Erich Fromm - Olma Sanatı kitabı için internette en çok yapılan aramalardan birisi de Olma Sanatı PDF linkidir. İnternette ücretli olarak satılan çoğu kitabın PDFleri bulunmaktadır. Ancak bu PDF'leri yasal olmayan yollarla indirmek ve kullanmak hem yasalara hem de ahlaka aykırıdır. Yayın evlerinin sitesinden PDF satılıyorsa indirebilirsiniz.

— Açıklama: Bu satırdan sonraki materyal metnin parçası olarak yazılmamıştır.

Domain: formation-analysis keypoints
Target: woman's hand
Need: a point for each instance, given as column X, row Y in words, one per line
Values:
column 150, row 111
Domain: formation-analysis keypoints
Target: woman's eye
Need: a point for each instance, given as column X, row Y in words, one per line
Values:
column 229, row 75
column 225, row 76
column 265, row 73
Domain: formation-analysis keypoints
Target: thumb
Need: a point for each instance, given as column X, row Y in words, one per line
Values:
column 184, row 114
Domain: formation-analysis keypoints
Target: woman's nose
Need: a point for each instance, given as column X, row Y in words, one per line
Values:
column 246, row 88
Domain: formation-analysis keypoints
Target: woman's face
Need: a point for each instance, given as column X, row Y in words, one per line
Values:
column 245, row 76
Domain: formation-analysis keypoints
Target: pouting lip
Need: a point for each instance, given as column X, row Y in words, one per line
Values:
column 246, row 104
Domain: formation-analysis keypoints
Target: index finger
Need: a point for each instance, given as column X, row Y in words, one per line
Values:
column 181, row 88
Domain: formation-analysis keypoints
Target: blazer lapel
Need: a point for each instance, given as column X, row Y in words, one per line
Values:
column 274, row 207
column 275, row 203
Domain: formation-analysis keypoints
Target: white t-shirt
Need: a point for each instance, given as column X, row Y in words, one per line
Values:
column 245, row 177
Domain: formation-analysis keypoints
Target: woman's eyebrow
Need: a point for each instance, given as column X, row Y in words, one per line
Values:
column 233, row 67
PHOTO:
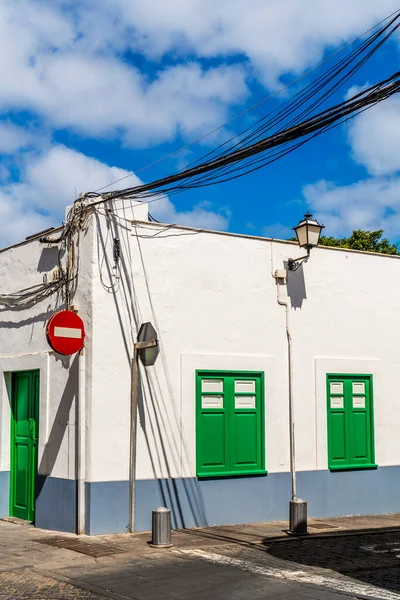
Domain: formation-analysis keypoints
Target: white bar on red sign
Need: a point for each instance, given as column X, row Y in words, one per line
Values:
column 70, row 332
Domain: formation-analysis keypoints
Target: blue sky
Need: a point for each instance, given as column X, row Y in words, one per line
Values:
column 90, row 91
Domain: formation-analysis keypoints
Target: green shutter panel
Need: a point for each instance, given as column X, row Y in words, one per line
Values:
column 359, row 406
column 212, row 430
column 338, row 448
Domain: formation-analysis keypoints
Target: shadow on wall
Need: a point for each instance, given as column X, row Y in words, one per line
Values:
column 182, row 496
column 296, row 287
column 48, row 259
column 156, row 403
column 60, row 423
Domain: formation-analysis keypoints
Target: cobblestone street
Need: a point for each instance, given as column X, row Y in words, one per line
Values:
column 257, row 561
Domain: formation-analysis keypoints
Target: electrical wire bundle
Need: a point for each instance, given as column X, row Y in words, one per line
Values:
column 289, row 127
column 278, row 133
column 29, row 296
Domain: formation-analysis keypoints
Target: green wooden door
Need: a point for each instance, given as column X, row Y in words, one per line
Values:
column 229, row 423
column 350, row 422
column 24, row 442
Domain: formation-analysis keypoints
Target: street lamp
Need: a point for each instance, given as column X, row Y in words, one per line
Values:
column 308, row 232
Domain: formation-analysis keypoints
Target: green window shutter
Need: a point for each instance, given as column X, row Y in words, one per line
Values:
column 350, row 421
column 229, row 423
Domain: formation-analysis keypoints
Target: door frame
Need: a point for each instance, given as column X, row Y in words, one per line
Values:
column 32, row 459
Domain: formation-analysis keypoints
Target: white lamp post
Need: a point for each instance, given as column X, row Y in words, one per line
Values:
column 308, row 232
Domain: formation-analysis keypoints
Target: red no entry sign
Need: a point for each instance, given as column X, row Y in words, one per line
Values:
column 66, row 332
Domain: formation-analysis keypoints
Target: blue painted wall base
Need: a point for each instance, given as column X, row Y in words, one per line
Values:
column 55, row 504
column 4, row 493
column 345, row 493
column 196, row 503
column 107, row 507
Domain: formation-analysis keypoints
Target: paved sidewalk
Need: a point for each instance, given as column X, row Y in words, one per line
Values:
column 356, row 557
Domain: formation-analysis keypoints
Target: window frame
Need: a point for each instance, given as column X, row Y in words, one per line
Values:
column 351, row 377
column 233, row 374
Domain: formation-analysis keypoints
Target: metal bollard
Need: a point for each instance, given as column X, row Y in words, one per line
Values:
column 298, row 517
column 161, row 528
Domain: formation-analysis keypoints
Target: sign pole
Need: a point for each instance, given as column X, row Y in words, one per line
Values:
column 133, row 441
column 132, row 445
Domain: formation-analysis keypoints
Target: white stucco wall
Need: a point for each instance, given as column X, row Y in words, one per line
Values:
column 212, row 299
column 23, row 346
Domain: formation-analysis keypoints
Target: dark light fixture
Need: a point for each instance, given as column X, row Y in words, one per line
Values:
column 308, row 232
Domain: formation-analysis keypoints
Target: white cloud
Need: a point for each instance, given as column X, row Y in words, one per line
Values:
column 13, row 138
column 51, row 180
column 55, row 71
column 374, row 137
column 200, row 216
column 66, row 60
column 275, row 36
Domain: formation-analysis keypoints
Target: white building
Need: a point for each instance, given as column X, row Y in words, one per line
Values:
column 212, row 438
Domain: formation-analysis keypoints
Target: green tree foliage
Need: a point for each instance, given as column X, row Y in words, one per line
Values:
column 369, row 241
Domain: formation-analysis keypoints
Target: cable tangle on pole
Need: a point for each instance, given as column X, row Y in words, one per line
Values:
column 278, row 133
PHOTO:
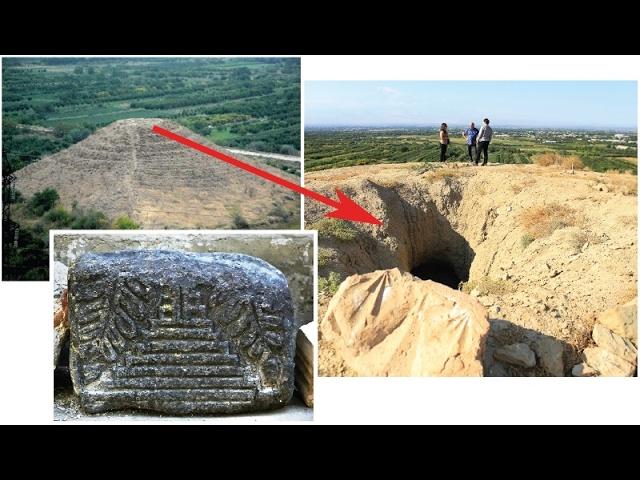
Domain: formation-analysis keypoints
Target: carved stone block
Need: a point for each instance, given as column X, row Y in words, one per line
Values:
column 180, row 333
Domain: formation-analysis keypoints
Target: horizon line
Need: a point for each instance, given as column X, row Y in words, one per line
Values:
column 532, row 127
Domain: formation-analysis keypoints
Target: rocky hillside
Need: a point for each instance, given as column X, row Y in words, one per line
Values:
column 126, row 169
column 543, row 249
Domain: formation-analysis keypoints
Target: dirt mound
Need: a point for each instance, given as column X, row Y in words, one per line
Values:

Kitabın Yazarı Erich Fromm Kimdir?
Erich Fromm (23 Mart 1900, Frankfurt - 18 Mart 1980), Musevi kökenli Almanya doğumlu Amerikalı ünlü bir psikanalist ve sosyologdur. Ruh bilimine Marksist - Sosyalist ve insancıl yaklaşımın en önemli temsilcilerindendir.
Hayatı
Heidelberg ve Münih Üniversiteleri'nde toplum bilim ve psikanaliz eğitimleri gördü. 1922 yılında Heidelberg Üniversitesi'nde doktora öğrenimini tamamladı. Münih'te ruh hekimliği ve ruh bilim üzerine ek incelemeler yaptıktan sonra, Berlin Psikanaliz Enstitüsü'nde eğitim gördü ve 1931 yılında mezun oldu.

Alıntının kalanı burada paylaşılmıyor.